New home for school of economics inside the Kennedy building
- Large array of PV solar panels
- Close to Sibson which we also built
- Makes collaboration easier with Kent Business School
- Gives school a stronger identity on campus
Our higher education specialists created a new three-storey home for the School of Economics to bring the whole of the School of Economics together.
It gives the school a stronger visual focus, identity and community. In particular, space which is open to all the School’s students will for the first time allow undergraduate students a physical presence within that community.
The L-shaped building comprises approximately 4,000 m2 (gross floor area) and is located in the north-western part of the campus, where the Kent Research and Development Centre (KRDC) currently stands, between the Sports Centre, the Jennison Building and the old KBS building, and opposite the new Sibson Building, which we also built.
The location brings Economics into closer proximity with Kent Business School and the School of Mathematics, Statistics and Actuarial Science, to create an area of strength in ‘financial and business’ subjects in one area of the campus.
The University of Kent features an array of photovoltaic panels to reduce reliance on energy from the national grid.
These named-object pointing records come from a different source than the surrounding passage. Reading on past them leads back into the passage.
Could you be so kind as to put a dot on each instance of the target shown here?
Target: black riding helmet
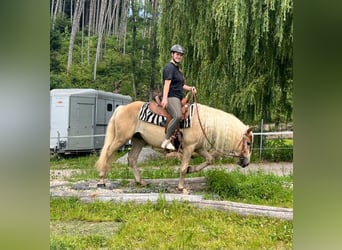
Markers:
(177, 48)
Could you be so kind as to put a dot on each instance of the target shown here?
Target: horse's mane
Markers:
(224, 130)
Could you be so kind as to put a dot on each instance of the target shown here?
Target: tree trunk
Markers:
(75, 26)
(100, 33)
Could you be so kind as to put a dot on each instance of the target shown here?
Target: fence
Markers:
(263, 144)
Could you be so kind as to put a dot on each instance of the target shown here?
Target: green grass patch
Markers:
(162, 225)
(256, 187)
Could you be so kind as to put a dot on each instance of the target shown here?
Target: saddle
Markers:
(156, 107)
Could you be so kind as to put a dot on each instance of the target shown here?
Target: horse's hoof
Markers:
(185, 191)
(101, 185)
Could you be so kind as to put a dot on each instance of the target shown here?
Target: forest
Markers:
(238, 54)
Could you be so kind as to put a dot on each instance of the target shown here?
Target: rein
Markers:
(231, 154)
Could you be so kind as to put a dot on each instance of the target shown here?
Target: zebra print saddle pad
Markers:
(147, 115)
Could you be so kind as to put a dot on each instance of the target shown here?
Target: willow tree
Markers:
(238, 53)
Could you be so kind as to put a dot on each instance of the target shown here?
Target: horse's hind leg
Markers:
(137, 145)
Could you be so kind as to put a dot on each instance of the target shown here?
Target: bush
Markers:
(277, 150)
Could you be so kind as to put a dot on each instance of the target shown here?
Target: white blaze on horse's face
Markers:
(246, 148)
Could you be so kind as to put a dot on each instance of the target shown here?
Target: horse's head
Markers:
(245, 148)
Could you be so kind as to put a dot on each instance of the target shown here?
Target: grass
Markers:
(255, 188)
(160, 226)
(105, 225)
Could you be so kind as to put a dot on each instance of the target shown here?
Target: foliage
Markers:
(238, 53)
(257, 188)
(277, 150)
(165, 226)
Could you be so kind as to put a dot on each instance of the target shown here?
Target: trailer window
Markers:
(109, 107)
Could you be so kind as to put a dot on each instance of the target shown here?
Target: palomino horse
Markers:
(215, 128)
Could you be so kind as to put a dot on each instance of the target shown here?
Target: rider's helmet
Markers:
(177, 48)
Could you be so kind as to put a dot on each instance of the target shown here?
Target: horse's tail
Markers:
(110, 131)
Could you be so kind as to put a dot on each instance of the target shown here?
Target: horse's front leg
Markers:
(208, 161)
(137, 145)
(187, 151)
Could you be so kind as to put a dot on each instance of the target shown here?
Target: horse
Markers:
(210, 128)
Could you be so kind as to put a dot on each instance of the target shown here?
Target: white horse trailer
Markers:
(79, 118)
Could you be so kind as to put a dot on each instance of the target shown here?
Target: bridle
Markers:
(245, 142)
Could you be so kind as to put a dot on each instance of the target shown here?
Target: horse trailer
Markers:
(79, 118)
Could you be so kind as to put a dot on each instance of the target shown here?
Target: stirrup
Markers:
(168, 145)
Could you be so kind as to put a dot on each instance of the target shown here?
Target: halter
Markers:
(245, 143)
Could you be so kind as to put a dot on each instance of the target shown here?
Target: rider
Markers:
(174, 84)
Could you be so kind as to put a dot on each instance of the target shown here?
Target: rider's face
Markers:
(177, 57)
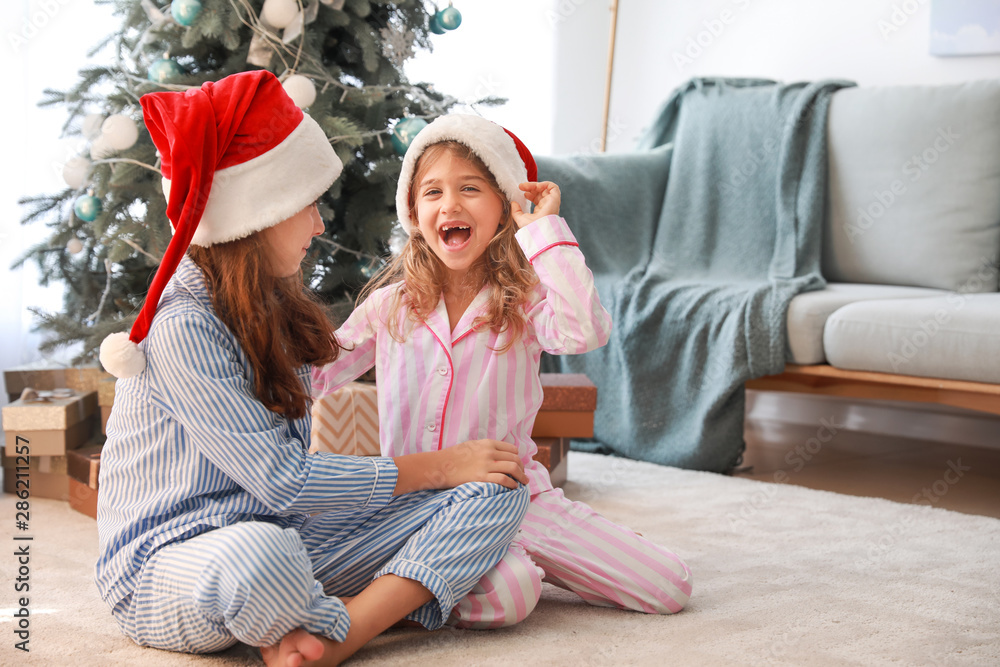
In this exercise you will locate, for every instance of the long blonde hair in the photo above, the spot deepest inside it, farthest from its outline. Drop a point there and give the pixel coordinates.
(502, 267)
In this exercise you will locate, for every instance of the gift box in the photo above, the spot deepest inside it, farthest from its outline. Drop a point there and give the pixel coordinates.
(46, 376)
(53, 485)
(40, 375)
(346, 421)
(552, 453)
(84, 464)
(52, 426)
(82, 498)
(568, 404)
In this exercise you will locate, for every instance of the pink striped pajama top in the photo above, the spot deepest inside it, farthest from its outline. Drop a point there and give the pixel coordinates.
(441, 387)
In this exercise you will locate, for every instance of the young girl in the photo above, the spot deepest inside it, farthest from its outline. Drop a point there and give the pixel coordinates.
(215, 524)
(455, 327)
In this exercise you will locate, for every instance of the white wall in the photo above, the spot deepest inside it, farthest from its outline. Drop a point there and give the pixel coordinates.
(879, 42)
(862, 40)
(502, 50)
(43, 44)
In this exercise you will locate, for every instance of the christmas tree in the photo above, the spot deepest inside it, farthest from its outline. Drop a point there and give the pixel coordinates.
(340, 60)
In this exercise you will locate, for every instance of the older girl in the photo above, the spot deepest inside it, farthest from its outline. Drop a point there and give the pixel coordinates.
(215, 524)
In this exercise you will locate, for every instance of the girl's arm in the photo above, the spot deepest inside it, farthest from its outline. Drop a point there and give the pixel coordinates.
(197, 377)
(357, 336)
(569, 317)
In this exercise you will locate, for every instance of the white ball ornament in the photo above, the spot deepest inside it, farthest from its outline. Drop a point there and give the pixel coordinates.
(100, 148)
(301, 89)
(279, 13)
(91, 127)
(75, 172)
(120, 132)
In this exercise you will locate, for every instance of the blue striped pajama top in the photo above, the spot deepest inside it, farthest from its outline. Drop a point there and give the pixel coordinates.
(190, 448)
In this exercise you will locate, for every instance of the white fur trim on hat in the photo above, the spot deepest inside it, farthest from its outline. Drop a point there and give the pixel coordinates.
(269, 188)
(121, 357)
(486, 139)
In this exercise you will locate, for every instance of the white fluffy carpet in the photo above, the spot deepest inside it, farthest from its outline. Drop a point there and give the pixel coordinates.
(783, 575)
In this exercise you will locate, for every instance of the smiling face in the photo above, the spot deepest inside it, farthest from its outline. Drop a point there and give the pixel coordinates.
(457, 209)
(289, 240)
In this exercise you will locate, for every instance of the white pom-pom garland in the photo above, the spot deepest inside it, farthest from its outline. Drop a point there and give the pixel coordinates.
(121, 357)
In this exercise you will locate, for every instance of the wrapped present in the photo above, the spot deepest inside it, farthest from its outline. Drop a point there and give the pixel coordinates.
(46, 376)
(84, 464)
(552, 453)
(52, 424)
(53, 485)
(40, 375)
(82, 498)
(346, 421)
(568, 404)
(86, 379)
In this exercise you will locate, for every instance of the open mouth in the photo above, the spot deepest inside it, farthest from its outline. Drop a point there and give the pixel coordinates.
(455, 236)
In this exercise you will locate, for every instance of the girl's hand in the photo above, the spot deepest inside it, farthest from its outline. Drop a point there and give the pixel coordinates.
(546, 198)
(472, 461)
(483, 461)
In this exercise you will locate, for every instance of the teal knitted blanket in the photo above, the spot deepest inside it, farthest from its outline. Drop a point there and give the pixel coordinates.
(698, 242)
Adrian Stubbs, Lead Architect on the project, commented: “The design creates an economic, sustainable and flexible solution that will, nevertheless, create a distinctive, high quality addition to the campus that reflects the importance of the subject and the confidence of the University for the future.”
Roger Forsdyke, managing director for Willmott Dixon in the Southern Home Counties:
“We are delighted to have worked once again with the University of Kent, our experience of higher education and working in live environments on major hub projects ensured we created a centrepiece that will provide an excellent learning environment for many generations to come.”
It’s the latest in a series of major projects the company is responsible for delivering in the higher education sector, following similar facilities for universities that include Cambridge, Bournemouth, Birmingham City, West London and Brighton with a combined value of over £200 million.